Belanghebbende verleent in het hospice verzorging en huishoudelijke hulp aan personen die hiertoe zelf niet meer in staat zijn. Belanghebbende kan naar het oordeel van de rechtbank worden aangemerkt als een instelling bedoeld in post 13 in bijlage B bij het UB OB.
5.14.
Ook is voldaan aan de overige voorwaarden gesteld in de Wet OB en het UB OB aan de vrijstelling voor deze zorgverlening.
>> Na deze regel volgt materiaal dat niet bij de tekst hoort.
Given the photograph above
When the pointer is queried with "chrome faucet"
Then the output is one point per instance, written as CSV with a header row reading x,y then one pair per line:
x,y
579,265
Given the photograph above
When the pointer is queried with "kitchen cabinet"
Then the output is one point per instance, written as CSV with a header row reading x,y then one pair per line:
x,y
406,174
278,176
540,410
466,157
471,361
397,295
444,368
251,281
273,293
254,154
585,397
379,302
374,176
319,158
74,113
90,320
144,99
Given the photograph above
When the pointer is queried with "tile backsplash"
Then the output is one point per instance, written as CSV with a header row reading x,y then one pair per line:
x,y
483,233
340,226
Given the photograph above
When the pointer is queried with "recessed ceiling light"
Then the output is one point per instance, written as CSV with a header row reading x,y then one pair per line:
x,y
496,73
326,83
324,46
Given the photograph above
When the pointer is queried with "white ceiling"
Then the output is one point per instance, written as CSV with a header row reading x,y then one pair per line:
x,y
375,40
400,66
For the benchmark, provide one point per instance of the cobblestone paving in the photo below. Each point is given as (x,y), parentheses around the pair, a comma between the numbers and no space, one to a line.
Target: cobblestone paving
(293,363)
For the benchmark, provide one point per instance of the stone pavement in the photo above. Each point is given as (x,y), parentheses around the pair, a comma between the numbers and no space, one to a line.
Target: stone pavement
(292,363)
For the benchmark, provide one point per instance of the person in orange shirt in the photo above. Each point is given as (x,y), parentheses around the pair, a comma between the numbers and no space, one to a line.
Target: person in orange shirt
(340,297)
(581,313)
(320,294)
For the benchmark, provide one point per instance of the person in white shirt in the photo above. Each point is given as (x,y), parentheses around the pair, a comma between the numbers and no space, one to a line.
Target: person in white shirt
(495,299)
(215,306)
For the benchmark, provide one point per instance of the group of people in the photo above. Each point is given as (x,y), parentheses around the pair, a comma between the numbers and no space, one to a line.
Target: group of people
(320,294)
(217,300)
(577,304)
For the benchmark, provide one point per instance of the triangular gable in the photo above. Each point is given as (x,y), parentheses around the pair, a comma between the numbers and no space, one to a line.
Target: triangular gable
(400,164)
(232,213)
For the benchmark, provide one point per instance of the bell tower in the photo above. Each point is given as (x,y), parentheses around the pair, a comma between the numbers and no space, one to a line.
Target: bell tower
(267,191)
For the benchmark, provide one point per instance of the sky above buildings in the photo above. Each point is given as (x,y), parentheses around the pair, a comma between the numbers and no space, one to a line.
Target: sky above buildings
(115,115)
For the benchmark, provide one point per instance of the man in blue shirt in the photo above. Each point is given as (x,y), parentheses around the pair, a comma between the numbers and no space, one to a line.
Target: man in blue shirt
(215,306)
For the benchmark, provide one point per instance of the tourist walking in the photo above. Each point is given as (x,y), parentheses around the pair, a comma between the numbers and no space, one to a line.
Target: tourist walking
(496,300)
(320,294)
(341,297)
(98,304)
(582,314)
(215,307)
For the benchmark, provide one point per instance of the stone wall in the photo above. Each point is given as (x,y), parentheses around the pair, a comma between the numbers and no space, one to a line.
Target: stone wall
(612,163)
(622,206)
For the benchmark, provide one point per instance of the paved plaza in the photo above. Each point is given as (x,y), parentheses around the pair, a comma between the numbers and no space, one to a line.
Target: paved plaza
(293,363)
Dit betekent dat indien en voor zover de zorg die belanghebbende zal verlenen niet wordt vergoed vanuit de wlz, deze is vrijgesteld op de voet van artikel 11, lid 1, onderdeel f, Wet OB.
Vertrouwensbeginsel / rechtszekerheidsbeginsel
5.15.
Belanghebbende stelt met een beroep op het vertrouwensbeginsel en het rechtszekerheidsbeginsel dat de vrijstelling van artikel 11, lid 1, onderdeel f, van de Wet OB niet op haar van toepassing is. Belanghebbende heeft geen verzoek gedaan om te worden erkend als instelling van sociale of culturele aard en de inspecteur heeft belanghebbende niet bij beschikking erkent als een instelling van sociale of culturele aard, aldus belanghebbende.
5.16.
Het beroep van belanghebbende kan naar het oordeel van de rechtbank niet slagen, omdat de beschikking geen vereiste is voor de toepassing van de vrijstelling van artikel 11, lid 1, onderdeel f, Wet OB in samenhang met artikel 7, lid 1, van het UB en post 13 in bijlage B van het UB. Aan het ontbreken van een dergelijke beschikking kon belanghebbende dus niet het vertrouwen ontlenen dat zij niet als instelling van sociale of culturele aard werd aangemerkt. Ook staat de rechtszekerheid daaraan niet in de weg.
5.17.
De inspecteur heeft de verzochte teruggave van omzetbelasting naar het oordeel van de rechtbank terecht geweigerd. Nu belanghebbende geen recht heeft op een teruggave van omzetbelasting, heeft zij ook geen recht op vergoeding van belastingrente.